The branches stretch their shadow over the stream, and the ripple of the sunny talkative beck contrasts strangely with the deep silence of the solemn tree. If we go up to Whinfell Hall and ask a keen observer of nature and plant life about this famous yew, Mr. Wilson Robinson will tell us that he once measured the trunk at its least circumference and found it 23 feet 10 inches, and that, about thirty years ago, a strong south-east gale came with hurricane force down Hope Ghyll, wrenched off one of the side limbs and carried away a third of the tree. Another limb has fallen since then, and yet, shattered and torn, what a magnificent ruin it is, how well worth climbing over Whinlatter Pass to visit.

After gazing up the beck towards the picturesque bridge from which we first surveyed the yew, towards the grand old farmstead and its cluster of sycamores as a background for the bridge, let us go back to the bridge and across into the meadow wherein the 'Pride of Lorton Vale' stands, and, gazing from under the tree towards the west and south, let us wonder at the beauty of faintly bronzed fern on Whiteside, the amethystine lilac of the Grasmoor mass, the far-off cones of Red Pike and High Stile blue above Mellbreak, and far to the west, Herdhouse ghostly grey; all seeming to join in shutting out the world and making the quiet emerald meadow in which we stand a sanctuary for thought and restfulness.

Then let us go back to that day in the year 1653 when George Fox, having narrowly escaped death by a boy's rapier thrust, and with his hand and wrist still smarting from the cruel blow of a rough fellow down at Bootle, where they mobbed him on the previous Sunday, pale and worn came hither to the ford and found already James Lancaster, one of his disciples, who had gone forward as an avant-courier on the way to Cockermouth, busy haranguing the people.

The quiet meadow of to-day was on that day full of armed men. A detachment of Cromwell's soldiers had been told off from Cockermouth to keep the peace—it being known that Fox was on his way to Lorton; and Mr. Larkham, the Congregationalist minister of Cockermouth, and Priest Wilkinson, the Vicar of Brigham-cum-Mosser-cum-Lorton, were probably among the crowd that covered the field and stood by the banks of the stream. 'The people,' we read in Fox's Journal, 'lay up and down in the open, like people at a leaguer.' Fox had seen something of camp life during the late civil war, and he doubtless felt that day that, man of peace though he was, the field of the Lorton yew would be indeed a field of battle for him.

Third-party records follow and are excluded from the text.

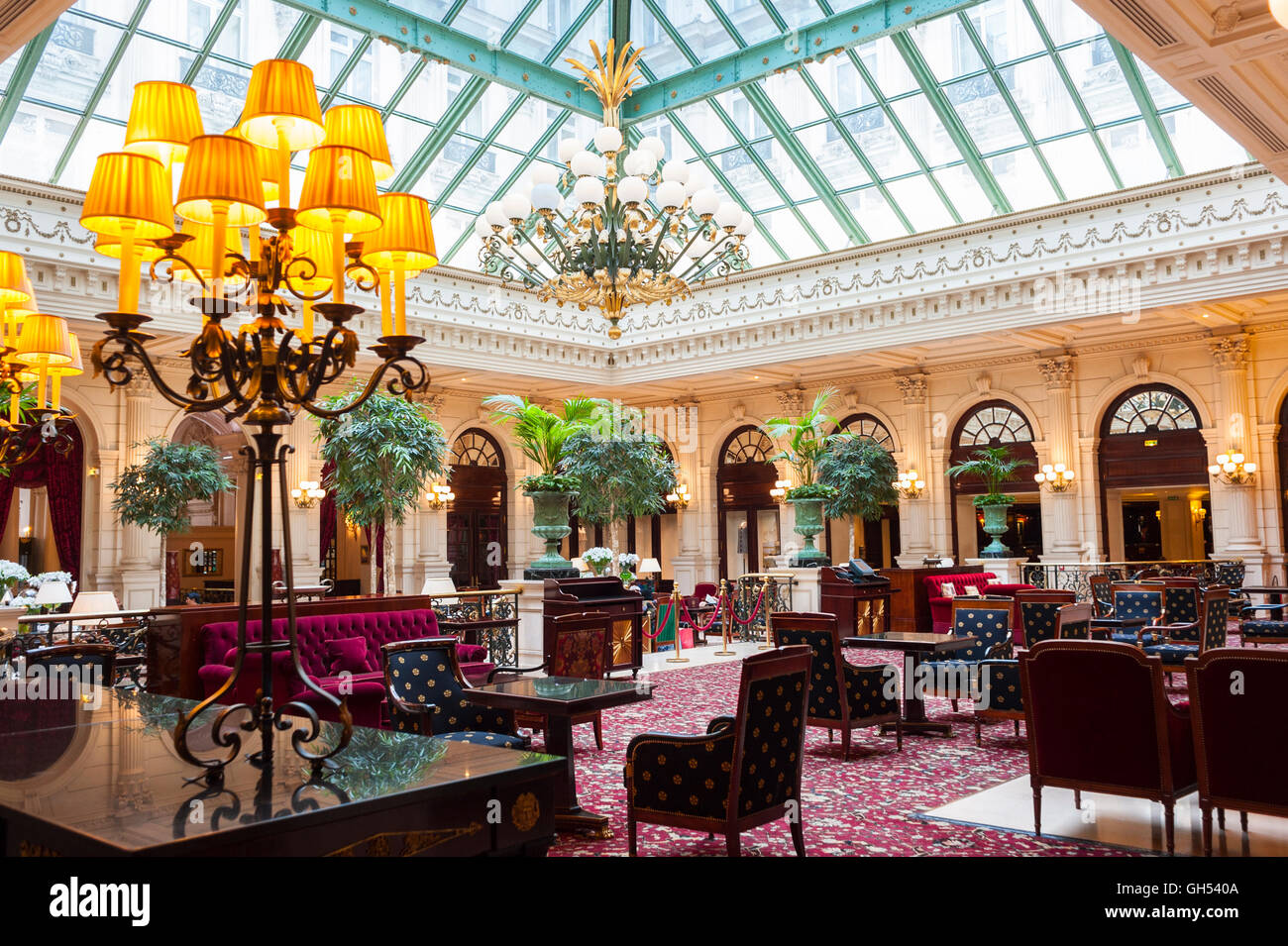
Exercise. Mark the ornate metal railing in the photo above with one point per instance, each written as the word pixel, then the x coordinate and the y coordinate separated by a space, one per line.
pixel 488 618
pixel 127 631
pixel 1076 576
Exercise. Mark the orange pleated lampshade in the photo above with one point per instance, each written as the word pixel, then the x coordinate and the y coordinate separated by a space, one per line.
pixel 128 192
pixel 220 168
pixel 14 286
pixel 406 233
pixel 163 117
pixel 282 95
pixel 44 340
pixel 360 126
pixel 339 181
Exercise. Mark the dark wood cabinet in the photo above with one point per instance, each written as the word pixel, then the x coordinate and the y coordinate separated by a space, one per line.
pixel 576 594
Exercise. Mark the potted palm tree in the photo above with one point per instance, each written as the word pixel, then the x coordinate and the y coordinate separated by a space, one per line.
pixel 805 443
pixel 542 435
pixel 995 467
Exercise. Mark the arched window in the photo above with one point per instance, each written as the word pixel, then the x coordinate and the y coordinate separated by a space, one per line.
pixel 868 426
pixel 747 446
pixel 992 425
pixel 476 448
pixel 1151 409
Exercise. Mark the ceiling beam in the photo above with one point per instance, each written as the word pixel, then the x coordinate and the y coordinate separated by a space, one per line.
pixel 482 58
pixel 810 43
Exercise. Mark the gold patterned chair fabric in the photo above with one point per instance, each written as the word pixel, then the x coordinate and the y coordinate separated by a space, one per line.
pixel 742 773
pixel 842 696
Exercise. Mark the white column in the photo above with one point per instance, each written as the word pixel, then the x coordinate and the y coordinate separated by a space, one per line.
pixel 141 550
pixel 1061 540
pixel 914 514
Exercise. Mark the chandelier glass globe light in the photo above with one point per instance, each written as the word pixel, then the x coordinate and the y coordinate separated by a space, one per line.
pixel 621 226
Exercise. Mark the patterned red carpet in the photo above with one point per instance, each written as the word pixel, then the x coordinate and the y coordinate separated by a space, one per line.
pixel 866 806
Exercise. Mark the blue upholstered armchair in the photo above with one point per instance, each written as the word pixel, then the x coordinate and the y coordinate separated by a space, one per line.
pixel 842 695
pixel 428 693
pixel 742 773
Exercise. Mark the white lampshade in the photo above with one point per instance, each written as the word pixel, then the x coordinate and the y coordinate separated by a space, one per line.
pixel 655 145
pixel 670 194
pixel 608 138
pixel 589 190
pixel 588 163
pixel 53 593
pixel 704 202
pixel 632 190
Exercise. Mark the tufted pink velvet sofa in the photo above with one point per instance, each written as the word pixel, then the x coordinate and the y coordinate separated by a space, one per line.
pixel 368 687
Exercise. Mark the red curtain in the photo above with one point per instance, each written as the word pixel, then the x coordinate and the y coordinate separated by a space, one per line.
pixel 63 476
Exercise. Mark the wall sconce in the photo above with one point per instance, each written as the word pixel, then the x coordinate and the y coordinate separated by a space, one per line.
pixel 910 484
pixel 308 494
pixel 1056 477
pixel 439 494
pixel 1232 469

But what interests us most as we gaze upon this venerable tree to-day in these pleasant pastures beside the waters of peace, is not so much the memory of the crowd of Cromwellian soldiers and members of the Church militant who came out that day to 'sorely withstand' George Fox, as the vision of the boughs of this sable and majestic yew-tree filled with the listening ears and eager eyes of those who heard that day the weary and way-worn prophet of the Lord, 'largely declare the word of Life' as he knew it, and 'open the everlasting Gospel to them.' Fox tells us that 'this tree was so full of people that I feared they would break it down.'

Look at it now, and think of it no longer as a broken yew-tree, sown here perchance by some far wandering bird centuries ago, but as a living witness to the power of men who have a living Gospel to declare to win the souls of their fellows, and lead them into communion with God who is a spirit. Men once heard the voice of Fox sound out here, above the babble of the beck and the hum of the multitude and the protests of the Lorton minister, and those who crowded on the yew-tree boughs felt light instead of darkness—sun instead of shadow, was their portion, and we read, 'Many hundreds were convinced that day, and received the Lord Jesus Christ and His free teaching with gladness.'

We are not Quakers, but at least our hearts beat in unison with the earnest teacher of the Truth he knew, to an age that was helped and is still helped by that Truth; and as we leave the field of the tree,

'Not loth to furnish weapons for the bands
Of Umfraville or Percy ere they marched
To Scotland's heaths; or those that crossed the sea
And drew their sounding bows at Azincour,'

we rejoice to think that beneath its sable boughs, the preacher of the way of peace as better than war, once preached a sermon; and we trust, that for many a long year still, 'single in the midst of its own darkness as it stood of yore,' may stand the Lorton Yew.